Sunday, September 20, 2015

Research as Authentic Inquiry.

“Today, many teachers across the curriculum are developing creative strategies to make teaching the research paper more relevant.”
I find that developing new strategies and finding new ways to reach out to and interact with our students is of the utmost importance. A trend I am noticing is the when young people are looking for information on a subject they go to the internet, and find a video that teaches them in a very general, and concise, way. These videos normally relate the subject to something the viewer who deal with in everyday life. I believe this relation of the subject is how we will make teaching the research paper more relevant.   

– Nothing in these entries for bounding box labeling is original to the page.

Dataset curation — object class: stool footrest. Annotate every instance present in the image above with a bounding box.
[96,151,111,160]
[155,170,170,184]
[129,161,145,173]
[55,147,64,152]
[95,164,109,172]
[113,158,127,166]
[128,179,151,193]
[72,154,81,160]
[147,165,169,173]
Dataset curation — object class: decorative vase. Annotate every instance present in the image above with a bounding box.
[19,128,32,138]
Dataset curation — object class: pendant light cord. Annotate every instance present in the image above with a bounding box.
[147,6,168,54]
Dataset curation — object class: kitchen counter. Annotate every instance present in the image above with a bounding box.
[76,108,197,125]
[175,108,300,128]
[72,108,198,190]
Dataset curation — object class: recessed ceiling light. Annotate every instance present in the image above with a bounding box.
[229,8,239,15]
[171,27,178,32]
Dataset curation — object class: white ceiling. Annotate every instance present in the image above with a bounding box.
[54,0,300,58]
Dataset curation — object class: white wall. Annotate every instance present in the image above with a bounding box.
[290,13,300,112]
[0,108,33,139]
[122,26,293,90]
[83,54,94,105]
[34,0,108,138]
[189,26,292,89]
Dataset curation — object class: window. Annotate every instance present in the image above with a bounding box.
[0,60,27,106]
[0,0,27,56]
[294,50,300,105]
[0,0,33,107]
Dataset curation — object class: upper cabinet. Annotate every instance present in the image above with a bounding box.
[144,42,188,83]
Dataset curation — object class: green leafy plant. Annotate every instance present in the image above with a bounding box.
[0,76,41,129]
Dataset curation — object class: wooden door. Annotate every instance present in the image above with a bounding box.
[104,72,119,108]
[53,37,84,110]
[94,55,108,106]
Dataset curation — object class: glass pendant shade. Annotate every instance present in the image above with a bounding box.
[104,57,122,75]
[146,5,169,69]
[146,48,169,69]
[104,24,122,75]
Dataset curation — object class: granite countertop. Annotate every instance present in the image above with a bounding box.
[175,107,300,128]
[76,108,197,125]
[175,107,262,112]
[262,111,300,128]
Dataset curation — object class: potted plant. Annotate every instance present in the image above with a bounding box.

“Oral Explaining – with both students and teachers participating – develops reasoning skills that support reading and writing practices across the disciplines.”
When I think back on my years in school I always remember asking a question that us students would have an answer to, but the teachers would always say “Well yes, but that’s not the answer I’m looking for.” I think that it is this lack of clarity on the educator’s part, and their inability to maintain a running dialogue with their students.  

“Similarly, many young people find the preoccupation of the adult world to be remote, disconnected from their lives, and incomprehensible.”
And lastly we have to remember that our students are growing up in a very different world than we did. What is important to us isn’t exactly what is important to them, and vice versa. But it is imperative that as educators we find a common ground with our student.